The Land of Giants

For over thousands of years, countless men, including those who called Southeast Asia home, traversed our waters. They travelled with precious cargoes of food and drink, textiles and jewels.  Later on ships filled with silver and spices, porcelain and other manufactures would fill our shores.

Unlike the ancient Silk Roads though where overland trade has slowed to a trickle, trading ports in Southeast Asia have stayed robust after all these centuries. In fact, the world's ships today pass through our waters with more frequency and filled with more goods than ever before.  Couple that with soaring populations (700+ million in 2022), Southeast Asia which was once considered a backwater, is now one of the most coveted regional markets in the world.

All this abundance does not come without a cost though.  Scattered through different points in history we see the collapse of civilisations when resources were plundered with abandon. Add to that the pollution created by our modern manufactures and our shores that teem with life now also teem with death (plastic trash, mass coral bleaching due to ever warming waters, etc).
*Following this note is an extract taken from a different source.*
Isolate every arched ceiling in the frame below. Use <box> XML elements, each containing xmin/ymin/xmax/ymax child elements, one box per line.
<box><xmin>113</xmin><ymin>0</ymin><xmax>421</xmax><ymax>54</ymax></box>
That same history, however, also shows men and women, who when they chose to change the course of the world, were able to do so.  From the Emperors of China and Rome, to the Entrepreneurs of Asia and the Americas, seemingly set destinies towards doom were averted. And it is not just the mighty nor the wealthy that determine the world's course.  As you will see, our history was charted just as much by the writers and philosophers, the poets and the peasants, the traders and the workers, and even the young people who dared when no one else would.

Not knowing what lay beyond but sure that life existed, on their maps they wrote, "the Land of Women, the Land of Immortals and the Land of Giants"

It is a very special place we live in on planet earth. All around us is water. But unlike the great oceans to the east and west of Maritime Southeast Asia, our vast amounts of seeming void is actually interspersed with vast amounts of life above and beneath it. More than 25,000 islands fill our waters, but some so small they disappear with the tides. On thousands of them though, close to 1,500 ethnic groups live and due to isolation dictated by geography, they speak around 800 regional languages.